Saturday, February 6, 2010

A Meeting With Horatio Bunce Converts Davy Crockett to a Constitutional Congressman

Anyone who has seen the Disney classic Davy Crockett: King of the Wild Frontier knows that he was a Congressman from Tennessee. After serving a term in Congress Davy Crockett met a man by the name of Horatio Bunce. The story of this meeting, as portrayed in the book, The Life of Colonel David Crockett, by Edward S. Ellis, illustrates two important points in the battle to regain Constitutional law in the American republic.

Davy Crockett rode up to a farmer plowing his field to ask for his vote in the upcoming election. As he began to introduce himself the farmer stopped him, “Yes, I know you: you are Colonel Crockett. I have seen you once before, and voted for you the last time you were elected. I suppose you are out electioneering now, but you had better not waste your time or mine. I shall not vote for you again.”

Crockett was taken aback, as any politician would be, and he asked Mr. Bunce to explain the problem. Horatio explained, “ gave a vote last winter which shows that either you have not capacity to understand the Constitution, or that you are wanting in the honesty and firmness to be guided by it...the Constitution, to be worth anything, must be held sacred, and rigidly observed in all its provisions. The man who wields power and misinterprets it is the more dangerous the more honest he is.”

Davy Crockett agreed with Horatio Bunce in all he said, but protested that he must be mistaken, “...for I do not remember that I gave any vote last winter upon any Constitutional question.” Mr. Bunce then reminded Davy Crockett that he had voted to appropriate relief from the treasury to victims of a fire in Georgetown. Crockett admitted that he did, and again protested that he thought that would be the last vote that would cause him any trouble from his constituents.

To this Horatio Bunce replied, “Well, Colonel, where do you find in the Constitution any authority to give away public money in charity?” Once again the backwoods farmer convinced the Congressman of his error, but again Davey Crockett protested, claiming that the amount was so small and the treasury so full that, Mr. Bunce, had he been there, “would have done just as I did.”

The reply of Horatio Bunce to this is quite enlightening:

“It is not the amount, Colonel, that I complain of; it is the principle. In the first place, the government ought to have in the treasury no more than enough for its legitimate purposes. But that has nothing to do with the question. The power of collecting and disbursing money at pleasure is the most dangerous power that can be intrusted to man...So you see, that while you are contributing to relieve one, you are drawing it from thousands who are worse off than he. If you had the right to give anything, the amount was simply a matter of discretion with you, and you had as much right to give $20,000,000 as $20,000...You will easily perceive what a wide door this would open for fraud and corruption and favoritism, on the one hand, and for robbing the people on the other. No, colonel, Congress has no right to give charity. Individual members may give as much of their own money as they please, but they have no right to touch a dollar of the public money for that purpose...The people have delegated to Congress, by the Constitution, the power to do certain things. To do these, it is authorized to collect and pay moneys, and for nothing else. Everything beyond this is usurpation, and a violation of the Constitution.”

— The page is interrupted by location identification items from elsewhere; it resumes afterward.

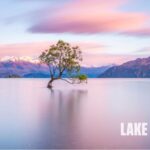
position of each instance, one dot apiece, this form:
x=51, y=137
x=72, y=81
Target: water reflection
x=86, y=116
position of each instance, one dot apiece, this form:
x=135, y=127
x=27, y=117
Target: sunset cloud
x=90, y=17
x=35, y=48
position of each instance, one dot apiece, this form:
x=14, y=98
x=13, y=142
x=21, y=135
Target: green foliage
x=82, y=77
x=60, y=58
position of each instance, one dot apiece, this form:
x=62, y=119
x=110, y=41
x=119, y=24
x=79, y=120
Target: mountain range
x=139, y=68
x=29, y=68
x=26, y=67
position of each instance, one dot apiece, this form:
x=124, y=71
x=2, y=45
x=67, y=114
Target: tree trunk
x=49, y=85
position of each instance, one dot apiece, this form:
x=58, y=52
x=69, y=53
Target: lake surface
x=72, y=116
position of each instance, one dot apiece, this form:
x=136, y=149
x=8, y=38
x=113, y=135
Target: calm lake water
x=72, y=116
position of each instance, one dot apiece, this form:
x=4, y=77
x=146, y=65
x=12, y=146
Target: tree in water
x=63, y=59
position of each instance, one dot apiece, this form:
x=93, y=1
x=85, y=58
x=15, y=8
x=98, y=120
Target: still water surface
x=72, y=116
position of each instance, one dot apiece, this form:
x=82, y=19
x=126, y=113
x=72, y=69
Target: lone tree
x=63, y=59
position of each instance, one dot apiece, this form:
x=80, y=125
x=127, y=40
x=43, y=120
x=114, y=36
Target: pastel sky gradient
x=108, y=31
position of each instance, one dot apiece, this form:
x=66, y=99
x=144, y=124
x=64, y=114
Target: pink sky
x=107, y=31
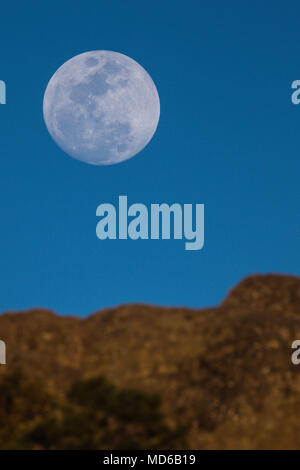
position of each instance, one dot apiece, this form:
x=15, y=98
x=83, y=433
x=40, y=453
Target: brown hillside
x=224, y=374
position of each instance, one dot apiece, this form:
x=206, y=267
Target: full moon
x=101, y=107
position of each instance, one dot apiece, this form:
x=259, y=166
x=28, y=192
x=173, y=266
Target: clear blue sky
x=228, y=137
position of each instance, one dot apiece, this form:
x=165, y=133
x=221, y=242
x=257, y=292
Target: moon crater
x=101, y=107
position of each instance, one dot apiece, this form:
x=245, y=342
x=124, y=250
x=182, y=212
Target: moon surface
x=101, y=107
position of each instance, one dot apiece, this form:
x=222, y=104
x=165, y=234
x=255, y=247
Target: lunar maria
x=161, y=221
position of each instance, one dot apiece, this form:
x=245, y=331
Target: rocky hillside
x=214, y=378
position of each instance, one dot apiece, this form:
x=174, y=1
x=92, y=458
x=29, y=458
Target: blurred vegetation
x=94, y=414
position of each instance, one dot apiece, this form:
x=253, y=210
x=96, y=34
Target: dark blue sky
x=228, y=137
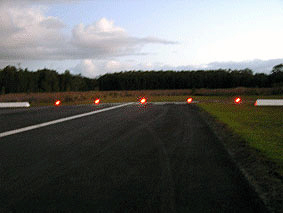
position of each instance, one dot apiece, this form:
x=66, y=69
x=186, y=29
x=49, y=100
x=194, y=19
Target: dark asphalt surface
x=159, y=158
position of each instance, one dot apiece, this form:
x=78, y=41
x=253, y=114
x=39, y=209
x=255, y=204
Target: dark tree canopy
x=15, y=80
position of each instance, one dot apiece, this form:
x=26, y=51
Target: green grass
x=261, y=127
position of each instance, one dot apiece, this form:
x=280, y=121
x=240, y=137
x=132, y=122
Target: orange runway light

Davy Crockett changed his position, and asked forgiveness of Horatio Bunce. This story reveals how far the American government has strayed from the Constitution, exposing the immorality of stealing the people's money under the guise of charity. But more importantly, this story illustrates the answer to America's Constitutional woes – The backwoods farmer understood his Constitution and was willing to defend it with the power of his tongue and the power of his vote.